BAGHDAD - There are some basic safety rules to reporting in Baghdad but, as the latest figures show, none of them guarantees safety.
Last week the Committee to Protect Journalists said that 22 journalists died in Iraq last year. The total since the invasion three years ago is 61 - making Iraq the deadliest country for journalists in the last 25 years.
This is the most dangerous place in the world to report from; the frontline where you are most likely to get killed or end up in an orange jumpsuit in a video.
One could just stay indoors, and some journalists - mainly working in TV - do precisely that. One may wonder what is the point of being there at all.
And even then, as the bombing last year of the Hamra Hotel - almost exclusively used by the foreign media - showed, you cannot always shut out the violence.

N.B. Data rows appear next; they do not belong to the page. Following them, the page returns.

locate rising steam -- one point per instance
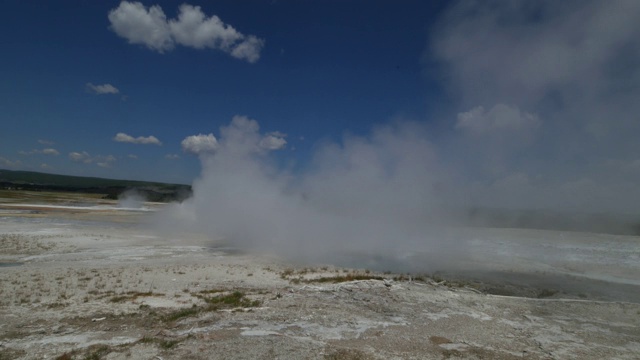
(545, 120)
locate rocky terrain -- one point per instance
(95, 283)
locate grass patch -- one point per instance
(344, 278)
(545, 293)
(133, 295)
(234, 300)
(193, 311)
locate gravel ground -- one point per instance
(81, 284)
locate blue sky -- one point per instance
(325, 68)
(522, 103)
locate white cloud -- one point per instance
(105, 161)
(86, 158)
(132, 21)
(547, 89)
(192, 28)
(102, 89)
(8, 163)
(199, 144)
(81, 157)
(48, 151)
(145, 140)
(500, 118)
(273, 141)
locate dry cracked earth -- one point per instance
(77, 284)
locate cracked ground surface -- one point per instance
(83, 285)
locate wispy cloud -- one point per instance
(273, 141)
(199, 144)
(145, 140)
(192, 28)
(100, 160)
(4, 162)
(102, 89)
(47, 151)
(546, 91)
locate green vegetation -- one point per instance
(109, 188)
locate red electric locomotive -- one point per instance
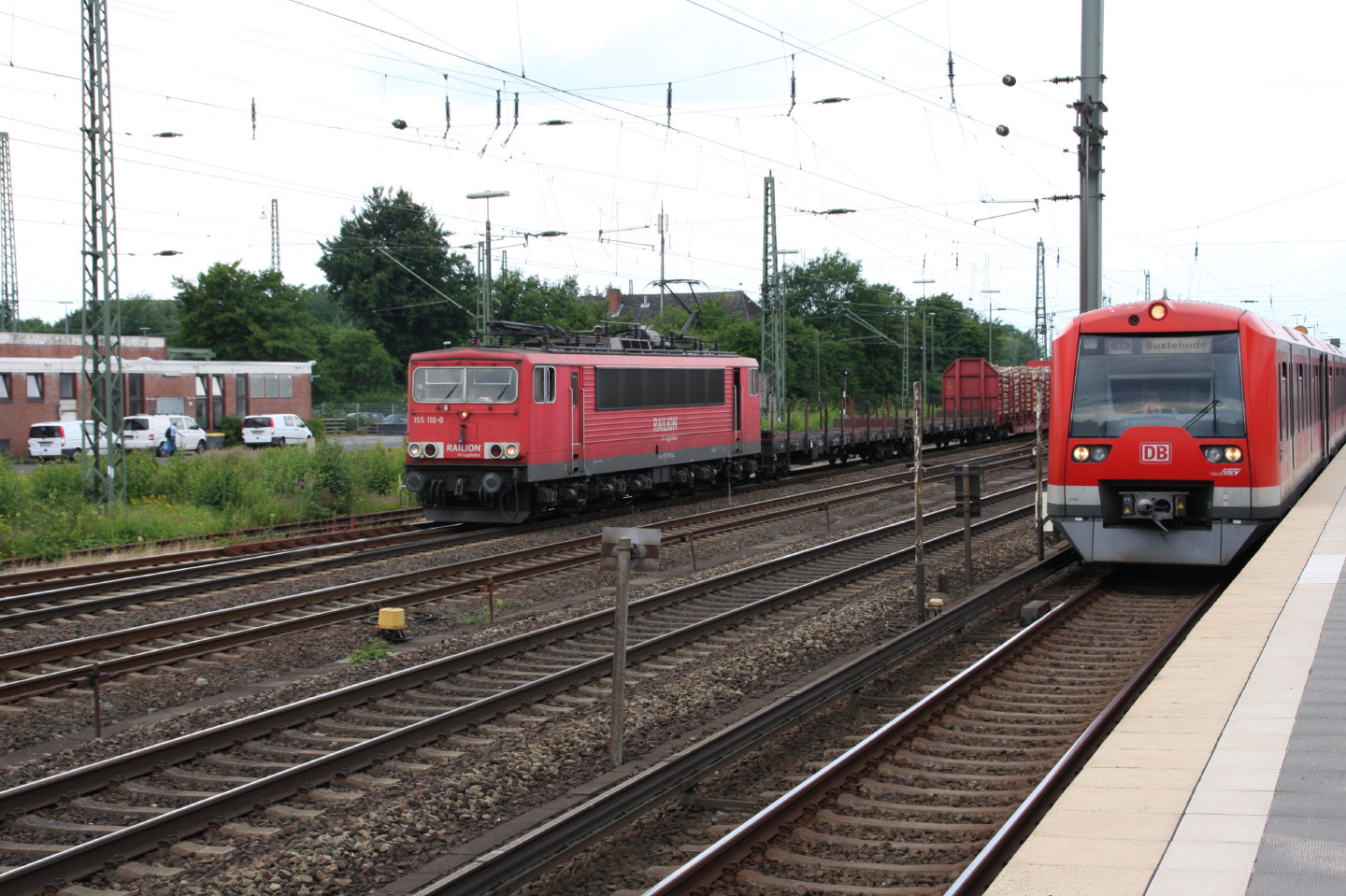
(568, 421)
(1183, 430)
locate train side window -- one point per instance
(544, 385)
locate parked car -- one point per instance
(262, 431)
(150, 432)
(66, 439)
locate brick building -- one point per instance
(40, 373)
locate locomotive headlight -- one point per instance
(1223, 453)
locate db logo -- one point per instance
(1155, 452)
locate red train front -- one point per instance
(571, 421)
(1183, 430)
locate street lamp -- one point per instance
(485, 312)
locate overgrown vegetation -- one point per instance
(43, 513)
(372, 651)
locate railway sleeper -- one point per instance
(832, 817)
(993, 813)
(1003, 783)
(116, 810)
(909, 847)
(973, 797)
(905, 869)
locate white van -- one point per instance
(149, 432)
(262, 431)
(66, 439)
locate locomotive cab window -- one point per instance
(1190, 381)
(476, 385)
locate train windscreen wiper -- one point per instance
(1213, 403)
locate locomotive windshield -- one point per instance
(1190, 381)
(471, 385)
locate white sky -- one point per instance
(1225, 134)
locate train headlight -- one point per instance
(1223, 453)
(1091, 453)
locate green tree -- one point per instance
(244, 315)
(354, 366)
(391, 269)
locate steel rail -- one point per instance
(146, 835)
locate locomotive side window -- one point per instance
(1189, 381)
(634, 388)
(480, 385)
(544, 385)
(437, 385)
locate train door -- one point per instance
(577, 421)
(737, 409)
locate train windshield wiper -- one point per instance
(1213, 403)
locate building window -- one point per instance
(135, 393)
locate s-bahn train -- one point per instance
(1183, 431)
(575, 420)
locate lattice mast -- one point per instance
(1039, 309)
(101, 314)
(773, 311)
(275, 235)
(8, 266)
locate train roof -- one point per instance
(605, 339)
(1196, 315)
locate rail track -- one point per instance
(43, 669)
(911, 807)
(72, 823)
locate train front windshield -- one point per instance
(1190, 381)
(471, 385)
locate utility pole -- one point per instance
(103, 476)
(773, 309)
(275, 235)
(1089, 127)
(1039, 308)
(8, 265)
(906, 339)
(990, 351)
(664, 226)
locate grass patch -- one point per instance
(45, 513)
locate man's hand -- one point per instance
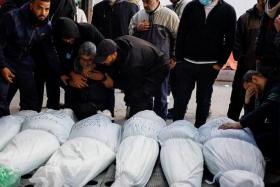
(235, 125)
(143, 26)
(277, 23)
(172, 63)
(108, 83)
(250, 91)
(96, 75)
(217, 67)
(65, 79)
(78, 81)
(7, 75)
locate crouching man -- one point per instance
(93, 96)
(264, 119)
(135, 66)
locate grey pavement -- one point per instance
(220, 101)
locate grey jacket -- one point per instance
(164, 25)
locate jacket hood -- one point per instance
(66, 28)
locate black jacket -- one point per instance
(268, 109)
(268, 51)
(247, 30)
(208, 39)
(113, 21)
(140, 68)
(59, 8)
(82, 32)
(19, 33)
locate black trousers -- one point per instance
(44, 76)
(187, 76)
(25, 83)
(238, 94)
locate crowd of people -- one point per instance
(147, 54)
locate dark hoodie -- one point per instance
(10, 5)
(81, 32)
(20, 30)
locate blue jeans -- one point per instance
(160, 99)
(4, 106)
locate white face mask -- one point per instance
(205, 2)
(271, 12)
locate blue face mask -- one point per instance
(205, 2)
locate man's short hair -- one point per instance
(39, 0)
(88, 49)
(249, 75)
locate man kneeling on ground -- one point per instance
(264, 119)
(93, 96)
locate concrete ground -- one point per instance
(220, 101)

The bombing of the Hamra was the first time that journalists appeared to have been specifically targeted. There had been a previous attack on the Palestine Hotel, where foreign media were corralled during the war. But by the time the suicide bombers paid their visit, the Palestine was being used mainly by contractors involved in security.
The plan of attack on the Hamra was for one vehicle to punch a hole through a wall, and for a second to come through and detonate itself beside the hotel complex. But the first van had been packed with too much ordnance and gouged out a crater so deep it prevented the second one from getting through. So the driver blew himself up with his van.

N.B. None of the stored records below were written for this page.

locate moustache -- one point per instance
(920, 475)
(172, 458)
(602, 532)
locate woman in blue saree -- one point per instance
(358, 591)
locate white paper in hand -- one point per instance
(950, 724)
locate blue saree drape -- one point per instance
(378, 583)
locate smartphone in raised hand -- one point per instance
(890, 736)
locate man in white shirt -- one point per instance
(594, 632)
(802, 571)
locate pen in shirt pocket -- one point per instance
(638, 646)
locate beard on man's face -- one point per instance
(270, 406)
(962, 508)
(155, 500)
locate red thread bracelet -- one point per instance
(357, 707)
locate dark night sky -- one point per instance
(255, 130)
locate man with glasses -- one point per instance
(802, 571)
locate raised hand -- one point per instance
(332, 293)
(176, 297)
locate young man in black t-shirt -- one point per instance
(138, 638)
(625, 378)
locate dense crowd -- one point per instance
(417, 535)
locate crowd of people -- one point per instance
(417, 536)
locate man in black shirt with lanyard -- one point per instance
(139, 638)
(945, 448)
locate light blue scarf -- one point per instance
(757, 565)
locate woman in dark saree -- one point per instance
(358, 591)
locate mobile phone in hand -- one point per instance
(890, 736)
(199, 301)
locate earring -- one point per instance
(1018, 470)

None of us was seriously injured. Outside the hotel, the Iraqis without the protection of the blast wall had no such luck. About a dozen people were killed, two of them children, and another 60 injured.
There was, however, one worrying aspect to what happened.

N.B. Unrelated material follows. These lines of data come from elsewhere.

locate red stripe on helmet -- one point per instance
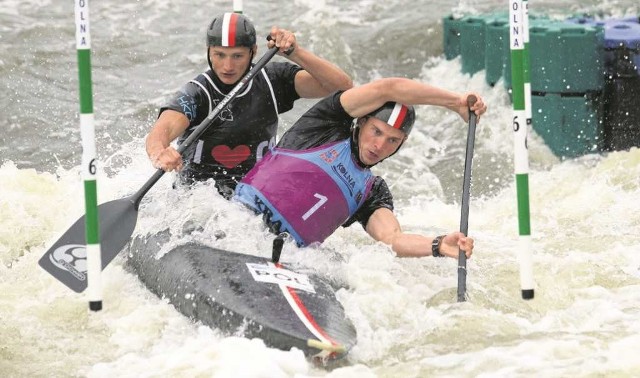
(233, 22)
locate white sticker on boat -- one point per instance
(280, 276)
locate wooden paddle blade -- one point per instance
(66, 260)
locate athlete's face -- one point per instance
(230, 63)
(378, 140)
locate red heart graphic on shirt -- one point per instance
(230, 157)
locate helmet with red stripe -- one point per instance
(231, 30)
(396, 115)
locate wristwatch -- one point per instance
(435, 246)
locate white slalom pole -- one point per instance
(89, 169)
(521, 95)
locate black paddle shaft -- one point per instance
(466, 188)
(66, 258)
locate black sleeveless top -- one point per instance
(243, 131)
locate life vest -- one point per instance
(307, 193)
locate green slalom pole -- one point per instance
(89, 161)
(521, 96)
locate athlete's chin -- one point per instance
(228, 79)
(370, 160)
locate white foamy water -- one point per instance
(585, 217)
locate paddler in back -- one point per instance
(246, 129)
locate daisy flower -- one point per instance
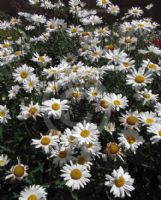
(61, 156)
(118, 102)
(113, 9)
(33, 192)
(110, 127)
(103, 3)
(135, 12)
(55, 107)
(156, 130)
(32, 110)
(31, 83)
(115, 56)
(41, 59)
(130, 139)
(4, 114)
(22, 73)
(126, 64)
(103, 103)
(92, 148)
(85, 132)
(130, 120)
(3, 160)
(18, 171)
(147, 96)
(76, 176)
(148, 118)
(138, 78)
(92, 93)
(46, 142)
(120, 182)
(67, 139)
(158, 109)
(113, 150)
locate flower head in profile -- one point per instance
(33, 192)
(55, 107)
(76, 176)
(120, 182)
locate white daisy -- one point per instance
(18, 171)
(41, 59)
(46, 142)
(156, 130)
(138, 78)
(118, 101)
(130, 139)
(120, 182)
(85, 132)
(22, 73)
(55, 107)
(103, 3)
(4, 114)
(3, 160)
(130, 120)
(32, 110)
(33, 192)
(148, 118)
(76, 176)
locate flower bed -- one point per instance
(80, 109)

When a colleague and I asked a senior American officer why the Sunni insurgents were trying to blow up the foreign media, he replied: "What makes you think it was the Sunnis?" His view, and that of many others, was that the bombing had been organised by figures in the Interior Ministry after Western journalists had filed a string of reports about the ministry running death squads that had tortured and killed suspects.
Just a few days earlier there had been uproar after we wrote stories telling how 169 beaten and starving captives, looking like victims from the Holocaust, had been found in an underground prison run by the Shiite Badr militia, which controls part of the Interior Ministry. Bayan Jabr, the Minister of the Interior, is a former Badr commander.
Was this really feasible? Would anyone try to bring down buildings and kill several hundred people simply because they did not like some stories journalists were writing?
The American commander who accused the Interior Ministry of carrying out the Hamra bombing, as well as other attacks, has now completed his tour of duty and returned to the US. Jabr remains the Interior Minister, and the commanders of the various paramilitary units accused of being death squads also remain in place. Three days ago, after repeated accusations by US authorities of gunmen in police uniforms carrying out extra-judicial killings, the Iraqi Government ordered an inquiry.
STAYING ALIVE
* Do not make an appointment to see anyone you do not trust absolutely.
* Do not go out before checking whether any suspicious vehicles are loitering outside.
* Do not assume a road that was safe yesterday will be safe today.
* If you are a white man, sit with the blinds drawn or lie on the back seat.
* If you are a white woman, wear a burka.